The occasion was the nineteenth annual Dr. Martin Luther King, Jr., Commemorative Program, sponsored by the African American Cultural Center and other IUP departments and organizations.
That very morning, Brazile told students, faculty members, and townspeople, she had witnessed in the White House East Room the signing of the Lilly Ledbetter Fair Pay Act. The law was named for an Alabama tire factory supervisor who, toward the end of a nineteen-year career, discovered she had been paid less than men in similar jobs. After the U.S. Supreme Court ruled against her, Congress eventually approved legislation that expanded workers’ rights to sue in similar cases and relaxed the statute of limitations.
“We will never be able to give her her money back,” Brazile said of Ledbetter, “but we will make sure that her granddaughters and her nieces will never work for less money because of their gender.”
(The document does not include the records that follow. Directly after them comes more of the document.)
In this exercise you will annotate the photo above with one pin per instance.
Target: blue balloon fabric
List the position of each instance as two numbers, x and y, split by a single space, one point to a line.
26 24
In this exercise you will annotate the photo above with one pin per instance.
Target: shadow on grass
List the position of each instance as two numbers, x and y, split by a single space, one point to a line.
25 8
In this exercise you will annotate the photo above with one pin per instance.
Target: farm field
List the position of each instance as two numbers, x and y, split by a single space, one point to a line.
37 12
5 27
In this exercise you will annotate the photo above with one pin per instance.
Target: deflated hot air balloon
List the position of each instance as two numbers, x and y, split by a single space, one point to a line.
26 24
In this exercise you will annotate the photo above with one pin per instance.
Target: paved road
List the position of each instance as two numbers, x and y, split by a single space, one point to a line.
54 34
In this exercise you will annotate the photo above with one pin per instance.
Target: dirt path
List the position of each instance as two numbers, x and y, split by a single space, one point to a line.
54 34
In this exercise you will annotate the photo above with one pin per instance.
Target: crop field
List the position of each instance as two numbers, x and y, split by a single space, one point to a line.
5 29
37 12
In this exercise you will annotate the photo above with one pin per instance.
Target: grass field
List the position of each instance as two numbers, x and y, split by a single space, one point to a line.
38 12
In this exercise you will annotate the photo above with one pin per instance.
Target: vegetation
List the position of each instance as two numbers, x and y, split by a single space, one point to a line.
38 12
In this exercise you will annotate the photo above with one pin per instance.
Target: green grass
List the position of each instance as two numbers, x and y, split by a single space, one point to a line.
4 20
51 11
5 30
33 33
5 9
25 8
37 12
Brazile said she had first met the bill’s signer, Barack Obama, in 2002, when he had come to her office “to see about putting together a coalition.” Since that time, she said, Obama had “turned apathy and indifference into activism.”
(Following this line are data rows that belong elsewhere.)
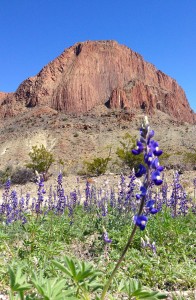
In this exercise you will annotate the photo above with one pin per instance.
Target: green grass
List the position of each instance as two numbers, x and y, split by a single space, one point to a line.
35 244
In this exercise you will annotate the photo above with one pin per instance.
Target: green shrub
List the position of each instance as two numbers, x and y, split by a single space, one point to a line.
41 159
98 166
126 156
22 175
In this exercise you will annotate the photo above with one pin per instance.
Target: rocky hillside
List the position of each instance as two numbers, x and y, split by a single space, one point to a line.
99 73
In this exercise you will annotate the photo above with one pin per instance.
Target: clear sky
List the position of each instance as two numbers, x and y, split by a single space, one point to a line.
34 32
In speaking of King, Brazile said, “The dream was to create a beloved community, to build a promised land, where we could all be one. He would have been eighty years old this month.”Malcolm X, she said, “had a lot of deep meaning for a little child in the South.”
“When you look at the last forty years of history,” she said, “think of all the healing that must be done. How do we use this moment to remake America?”
“We should be honest and open,” she said. “We should be willing to put some hard truths on the table.”
“This is not about what Obama can do for us. This is not about how Obama is going to do this and that. The President is calling on us to serve.Will you answer the call?”
She warned that “This is going to require us to get out of our old thinking and our old behavioral patterns. Some of us are willing to answer the call only if it is a personal call. Sometimes, people send me résumés and say, ‘Have somebody call me.’ The call you need to answer is the call from within.”
Brazile ran the Gore-Lieberman campaign in 2000. “You have changed history with the election of 2008,” she told the audience. “You have dared to make a difference. Now, you must answer the call. “Step up. Take over. This is your moment. This is your time. You plant the seeds of hope,” she said, “and you stir it with everything you have.”